Хищность веселая и мягкость неподдельная – как они в тебе уживались?

Через тридцать секунд – стаканчик твой пуст. Закрыв глаза, мурлычешь себе что-то под нос. Счастье медленной розовой струйкой стекает со щеки на подбородок.

– …и пеликашек обещал показать, – промокая каплю платочком, заявляешь ты решительно.

– Здесь, на пристани, пеликанов нет. Идем, нас давно ждут, я телеграмму давал…

После роскошного завтрака в дедовском доме наладился я было вздремнуть, но ты, ущипнув меня легонько за ухо, шепчешь:

– Забыл? Про сад, про Вихорев, забыл, что ли? Бежим скорей!

2

Подхорунжий Вихорь, в Первую германскую служивший с дедом в одном полку, спал стоя, привалившись спиной к дереву. Сухой и прозрачный, как рыба чехонь, со свесившейся набок головой, был он еще похож на длинную пастушью герлыгу с крюком на конце, выгнутым так, чтобы удобней было ловить за заднюю ногу молодых дурашливых овец.

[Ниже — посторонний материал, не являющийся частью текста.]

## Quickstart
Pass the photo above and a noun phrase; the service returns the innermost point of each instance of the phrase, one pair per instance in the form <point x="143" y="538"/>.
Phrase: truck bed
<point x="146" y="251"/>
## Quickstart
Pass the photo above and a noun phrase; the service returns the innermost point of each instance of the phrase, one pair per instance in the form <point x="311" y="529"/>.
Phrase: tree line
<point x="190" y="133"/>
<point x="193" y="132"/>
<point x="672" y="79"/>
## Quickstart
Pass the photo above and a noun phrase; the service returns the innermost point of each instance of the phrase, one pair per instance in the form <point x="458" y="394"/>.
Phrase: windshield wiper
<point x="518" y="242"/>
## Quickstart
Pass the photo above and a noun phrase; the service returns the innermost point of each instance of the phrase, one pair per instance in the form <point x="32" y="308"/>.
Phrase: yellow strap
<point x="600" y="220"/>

Будить подхорунжего я не стал. Вместо этого двинулись мы к небольшому дубняку, стоявшему чуть поодаль от абрикосовой рощи, которую Вихорь и сторожил.

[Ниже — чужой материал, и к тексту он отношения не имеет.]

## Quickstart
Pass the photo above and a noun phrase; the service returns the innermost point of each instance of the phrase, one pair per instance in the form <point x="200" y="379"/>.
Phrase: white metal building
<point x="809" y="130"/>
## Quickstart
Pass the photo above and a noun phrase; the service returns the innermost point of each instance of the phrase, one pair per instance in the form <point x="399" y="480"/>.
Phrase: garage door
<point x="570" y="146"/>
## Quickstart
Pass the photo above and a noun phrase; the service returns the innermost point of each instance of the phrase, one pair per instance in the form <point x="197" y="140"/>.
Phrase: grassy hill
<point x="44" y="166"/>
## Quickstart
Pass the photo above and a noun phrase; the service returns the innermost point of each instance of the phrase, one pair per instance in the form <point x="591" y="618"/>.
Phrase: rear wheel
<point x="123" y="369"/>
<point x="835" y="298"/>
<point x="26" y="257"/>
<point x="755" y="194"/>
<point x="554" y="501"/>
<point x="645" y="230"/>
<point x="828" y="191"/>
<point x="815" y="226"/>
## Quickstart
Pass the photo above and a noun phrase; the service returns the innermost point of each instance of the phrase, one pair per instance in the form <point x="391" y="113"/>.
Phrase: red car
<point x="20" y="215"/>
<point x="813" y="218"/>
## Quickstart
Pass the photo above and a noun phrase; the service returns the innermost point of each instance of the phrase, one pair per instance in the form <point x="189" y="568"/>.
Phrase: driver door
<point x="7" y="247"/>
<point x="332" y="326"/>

Солнце уже раздухарилось вовсю, но виднелись и тучи. Правей, над кучугурами-дюнами, висел вполне привычный для этих мест мираж: сине-мерцающее озеро и по бокам его две-три золотистые, едва заметно вздрагивающие скирды.

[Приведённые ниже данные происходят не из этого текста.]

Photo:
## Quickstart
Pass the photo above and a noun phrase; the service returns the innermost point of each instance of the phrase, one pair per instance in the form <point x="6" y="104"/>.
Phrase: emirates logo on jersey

– А это случайно, – что их зовут одинаково? И сторожа, и гнезда на деревьях? Ну, помнишь, ты у нас в стройконторе про вихоревы гнезда рассказывал?

Упруго-податливое, как хлебный мякиш, лицо твое расплывается в улыбке. Улыбка по-восточному влажна, лукава, но уже слегка и покрылась суховатой московской корочкой.

– Вообще-то фамилия подхорунжего – Вирозуб. А Вихорем прозвали, после того как он здесь, в песках, сад высадил саморучно. Сад – любо-дорого глянуть. Только вот лет через десять стали на деревьях появляться вихоревы гнезда. Шарообразные, зеленые, цветут временами. Говорят, это омела так великолепно паразитирует. Тогда-то имечко и пришпандорили: сперва сад назвали «Вихоревым», а позже и самого подхорунжего.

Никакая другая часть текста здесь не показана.